Adapted from New Gold Mountain (2021), a series inspired by Dr Thompson's late grandmother, Harriet Woods, the new installation transforms the bustling pedestrian bridge into an open-air sonic and sculptural experience.
Dr Thompson recalls that the earlier series "looked at my Chinese-Australian Gold Rush heritage," as a way of telling "my grandmother's story".
"Bringing both of those intersections of my visual heritage and also my Chinese-Australian heritage together in one body of work," they tell National Indigenous Times.
"And part of that series was a sound work called Burdi Burdi — which means fire fire — that I presented a year later as part of Melbourne Now."
That version, staged as a red-lit room of immersive quadraphonic sound, placed the colour red — long associated with joy, celebration and good fortune in Chinese culture — at its heart.
"I was kind of trying to find a way to kind of integrate my grandmother's story and tell that part of my intersections of my own background," Dr Thompson says.
"It's really special to be able to present my work in this way, in such a landmark space in the centre of Melbourne."

Now, Burdi Burdi returns in an expanded form, spilling out across the Yarra/Birrarung. The bridge itself becomes the artwork: illuminated in vivid red, resonant with sound, a quiet space of remembrance and reflection.

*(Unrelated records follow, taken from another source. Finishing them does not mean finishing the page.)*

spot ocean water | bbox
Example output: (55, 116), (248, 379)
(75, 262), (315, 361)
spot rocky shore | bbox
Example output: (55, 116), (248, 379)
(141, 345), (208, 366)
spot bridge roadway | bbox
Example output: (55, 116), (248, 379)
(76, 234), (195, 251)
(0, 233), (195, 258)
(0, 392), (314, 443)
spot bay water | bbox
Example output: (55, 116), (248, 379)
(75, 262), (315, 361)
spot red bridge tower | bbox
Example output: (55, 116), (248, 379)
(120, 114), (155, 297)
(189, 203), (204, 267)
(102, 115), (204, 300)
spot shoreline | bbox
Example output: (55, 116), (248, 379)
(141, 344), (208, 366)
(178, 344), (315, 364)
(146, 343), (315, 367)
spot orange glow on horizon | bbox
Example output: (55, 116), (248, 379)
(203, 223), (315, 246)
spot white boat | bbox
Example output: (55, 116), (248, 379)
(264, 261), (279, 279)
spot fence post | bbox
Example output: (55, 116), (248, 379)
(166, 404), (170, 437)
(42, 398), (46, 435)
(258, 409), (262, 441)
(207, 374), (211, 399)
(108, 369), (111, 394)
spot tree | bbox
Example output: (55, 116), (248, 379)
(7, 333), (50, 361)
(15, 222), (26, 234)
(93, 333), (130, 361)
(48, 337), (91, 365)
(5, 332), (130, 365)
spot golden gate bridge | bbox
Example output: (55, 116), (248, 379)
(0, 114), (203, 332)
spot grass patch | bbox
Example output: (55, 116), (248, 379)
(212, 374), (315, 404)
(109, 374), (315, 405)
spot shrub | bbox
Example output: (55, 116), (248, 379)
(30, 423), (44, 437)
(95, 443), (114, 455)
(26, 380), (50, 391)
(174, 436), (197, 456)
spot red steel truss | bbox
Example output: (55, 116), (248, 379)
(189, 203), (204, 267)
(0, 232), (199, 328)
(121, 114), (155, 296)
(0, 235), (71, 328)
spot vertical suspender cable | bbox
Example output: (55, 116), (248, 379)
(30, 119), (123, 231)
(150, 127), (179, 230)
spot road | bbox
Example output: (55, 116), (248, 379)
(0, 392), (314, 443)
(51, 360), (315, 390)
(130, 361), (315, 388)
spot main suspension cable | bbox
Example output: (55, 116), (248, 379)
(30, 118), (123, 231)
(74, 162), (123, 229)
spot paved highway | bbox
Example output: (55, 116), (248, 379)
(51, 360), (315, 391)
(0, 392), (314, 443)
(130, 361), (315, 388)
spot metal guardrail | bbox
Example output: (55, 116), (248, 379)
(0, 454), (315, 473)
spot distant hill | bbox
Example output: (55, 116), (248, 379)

"It will be turned into an outdoor, immersive light and sound installation as people cross over the bridge," Dr Thompson says. "The whole bridge is illuminated bright red. And so this work is really a kind of homage to my grandmother and her story."
The installation sits in tension with the surrounding city: modern glass and concrete meeting ancient stories and symbols.
"I think it also kind of reads as such a kind of symbolic kind of color," Dr Thompson says. "Colour of power, protection, of abundance, of healing, of prosperity."
Threaded through the work are two recurring motifs: fire and gold. Fire, as ancestral energy and survival. Gold, as memory of migration and promise, tied to the journeys of Chinese miners who once named the Australian Goldfields Xin Jin Shan — New Gold Mountain.
"That reference to New Gold Mountain or Xin Jin Shan — was what the early miners that were brought over from southern China referred to the Australian Gold Rush," Dr Thompson says.
"So gold is a kind of recurring theme of the kind of sort of reference to our Chinese Gold Rush heritage."
The piece is, ultimately, an invitation to pause in the rush of the city and reflect on deeper histories.
"I think that it's a moment for people to consider the quite multicultural and quite complex intersections of our recent colonial history," Dr Thompson notes.
"I feel grateful to have my work recognised and celebrated and to be able to share it with the audience in this way."
Now or Never will take place in Naarm from Thursday, 21 – Sunday, 31 August. More than 285 local and international artists and creatives will take over iconic Melbourne venues and public spaces, including 30 new commissions making their Melbourne premiere.
Burdi Burdi, the installation by Dr Christian Thompson AO, is across the Evan Walker Bridge from 6pm — 11pm nightly and is free to visit.